Il rilascio del permesso di soggiorno per motivi umanitari (nella disciplina previgente al D.L. n. 113 del 2018, convertito, con modificazioni, dalle L. n. 132 del 2018) costituisce una misura atipica e residuale, volta ad abbracciare situazioni in cui, pur non sussistendo i presupposti per il riconoscimento di una tutela tipica (status di rifugiato o protezione sussidiaria), non può disporsi l’espulsione e deve provvedersi all’accoglienza del richiedente che si trovi in condizioni di vulnerabilità, da valutare caso per caso (Cass. n. 13096/2019). A tal riguardo, si è precisato (Cass., S.U., n. 29459/2019) che, in tema di protezione umanitaria, l’orizzontalità dei diritti umani fondamentali comporta che, ai fini del riconoscimento della protezione, occorre operare la valutazione comparativa della situazione soggettiva e oggettiva del richiedente con riferimento al Paese di origine, in raffronto alla situazione d’integrazione raggiunta nel paese di accoglienza, senza che abbia rilievo l’esame del livello di integrazione raggiunto in Italia, isolatamente ed astrattamente considerato.

Nella domanda di protezione internazionale, l’allegazione da parte del richiedente che in un Paese di transito (nella specie la Libia) si consumi un’ampia violazione dei diritti umani, costituisce circostanza irrilevante ai fini della decisione, o alla dimora abituale ove si tratti di un apolide. Il paese di transito potrà tuttavia rilevare (dir.
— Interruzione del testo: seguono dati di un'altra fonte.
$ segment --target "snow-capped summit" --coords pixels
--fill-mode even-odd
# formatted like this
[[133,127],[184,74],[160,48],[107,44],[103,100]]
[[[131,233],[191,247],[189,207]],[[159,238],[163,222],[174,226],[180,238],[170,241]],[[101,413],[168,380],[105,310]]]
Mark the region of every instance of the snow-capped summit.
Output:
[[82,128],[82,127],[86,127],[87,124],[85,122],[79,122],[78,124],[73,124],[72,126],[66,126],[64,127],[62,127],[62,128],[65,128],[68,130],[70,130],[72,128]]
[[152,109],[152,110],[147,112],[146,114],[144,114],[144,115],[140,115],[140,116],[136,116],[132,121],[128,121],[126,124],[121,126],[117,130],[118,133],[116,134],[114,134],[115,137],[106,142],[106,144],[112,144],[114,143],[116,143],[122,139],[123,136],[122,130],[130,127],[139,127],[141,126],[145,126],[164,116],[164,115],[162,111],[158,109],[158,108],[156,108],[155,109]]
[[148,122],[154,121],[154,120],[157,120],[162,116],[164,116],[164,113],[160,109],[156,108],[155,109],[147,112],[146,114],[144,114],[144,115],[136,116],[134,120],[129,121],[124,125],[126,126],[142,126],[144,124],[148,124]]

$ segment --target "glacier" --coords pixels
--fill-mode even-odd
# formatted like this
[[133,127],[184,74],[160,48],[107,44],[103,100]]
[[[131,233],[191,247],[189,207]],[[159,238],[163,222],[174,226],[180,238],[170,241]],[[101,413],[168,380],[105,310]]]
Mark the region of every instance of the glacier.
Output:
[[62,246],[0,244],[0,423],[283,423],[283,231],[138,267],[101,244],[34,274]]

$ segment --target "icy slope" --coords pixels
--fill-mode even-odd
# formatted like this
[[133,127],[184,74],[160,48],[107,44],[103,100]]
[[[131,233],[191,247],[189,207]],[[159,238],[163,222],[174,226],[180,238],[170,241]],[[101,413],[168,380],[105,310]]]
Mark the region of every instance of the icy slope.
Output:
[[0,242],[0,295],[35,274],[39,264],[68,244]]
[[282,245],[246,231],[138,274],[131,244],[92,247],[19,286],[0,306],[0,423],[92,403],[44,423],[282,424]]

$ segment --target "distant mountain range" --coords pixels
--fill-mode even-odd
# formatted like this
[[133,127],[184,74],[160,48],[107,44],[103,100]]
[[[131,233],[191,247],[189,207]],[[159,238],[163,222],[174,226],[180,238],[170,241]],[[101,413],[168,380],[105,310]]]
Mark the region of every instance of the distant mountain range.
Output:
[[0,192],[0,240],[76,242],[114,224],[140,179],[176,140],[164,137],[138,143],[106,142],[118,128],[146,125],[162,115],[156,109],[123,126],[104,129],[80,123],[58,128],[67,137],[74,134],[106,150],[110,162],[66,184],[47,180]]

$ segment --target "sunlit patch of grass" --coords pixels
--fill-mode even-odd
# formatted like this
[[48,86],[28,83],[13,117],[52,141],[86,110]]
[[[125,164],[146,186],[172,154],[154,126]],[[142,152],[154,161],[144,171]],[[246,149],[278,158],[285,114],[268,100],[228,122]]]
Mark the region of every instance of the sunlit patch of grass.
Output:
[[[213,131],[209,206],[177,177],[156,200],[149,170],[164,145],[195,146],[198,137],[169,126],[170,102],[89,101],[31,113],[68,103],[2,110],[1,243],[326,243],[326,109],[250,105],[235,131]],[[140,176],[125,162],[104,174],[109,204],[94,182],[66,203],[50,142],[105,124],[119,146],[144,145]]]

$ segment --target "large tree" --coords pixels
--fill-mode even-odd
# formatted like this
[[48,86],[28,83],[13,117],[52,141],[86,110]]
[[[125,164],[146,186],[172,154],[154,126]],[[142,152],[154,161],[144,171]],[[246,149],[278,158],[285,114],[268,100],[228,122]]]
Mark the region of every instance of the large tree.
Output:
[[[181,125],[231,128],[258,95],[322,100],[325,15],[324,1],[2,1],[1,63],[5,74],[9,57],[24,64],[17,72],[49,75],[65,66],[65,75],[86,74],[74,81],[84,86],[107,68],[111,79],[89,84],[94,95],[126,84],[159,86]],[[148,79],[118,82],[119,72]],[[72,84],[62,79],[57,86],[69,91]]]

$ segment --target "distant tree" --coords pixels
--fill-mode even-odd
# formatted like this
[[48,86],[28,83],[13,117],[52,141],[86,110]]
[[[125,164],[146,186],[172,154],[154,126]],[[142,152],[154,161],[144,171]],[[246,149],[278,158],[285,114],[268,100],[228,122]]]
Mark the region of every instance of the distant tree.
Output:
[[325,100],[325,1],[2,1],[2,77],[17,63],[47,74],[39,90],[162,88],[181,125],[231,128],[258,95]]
UE n. 115 del 2008, art. 3) nel caso di accordi comunitari o bilaterali di riammissione, o altra intesa, che prevedano il ritorno del richiedente in tale paese (Cass. n. 31676/2018).

Il giudizio di sussunzione operato dal Tribunale è rispondente ai ricordati principi di diritto, giacchè esso non presuppone – come, invece, postulato dal motivo di ricorso – un espresso riconoscimento di militanza politica attiva del richiedente, quale unico profilo che avrebbe, eventualmente, potuto fondare una valutazione di vulnerabilità, in assenza di ulteriori allegazioni sul punto, quale ratio decidendi del decreto impugnato che non è stata idoneamente criticata dal ricorrente.

E’, infine, inammissibile il profilo di censura che allega una situazione di estesa violazione dei diritti umani in Libia, quale Paese di transito per raggiungere l’Italia, mancando il ricorrente di evidenziare quale connessione vi sia tra il transito attraverso quel Paese ed il contenuto della domanda (Cass. n. 31676/2018), posto che questa si fonda sul rischio di rimpatrio in Togo in ragione della militanza politica del M., quale elemento ivi rilevante.

4. – Ne consegue il rigetto del ricorso.

Non occorre provvedere alla regolamentazione delle spese del giudizio di legittimità in assenza di attività difensiva della parte intimata.

P.Q.M.

rigetta il ricorso.

Ai sensi del D.P.R. n. 115 del 2002, art. 13, comma 1 quater, dà atto della sussistenza dei presupposti per il versamento, da parte del ricorrente, dell’ulteriore importo a titolo di contributo unificato pari a quello dovuto per il ricorso, a norma del citato art. 13, comma 1-bis, se dovuto.

Così deciso in Roma, nella Camera di consiglio della Sezione Terza Civile della Corte Suprema di Cassazione, il 15 luglio 2020.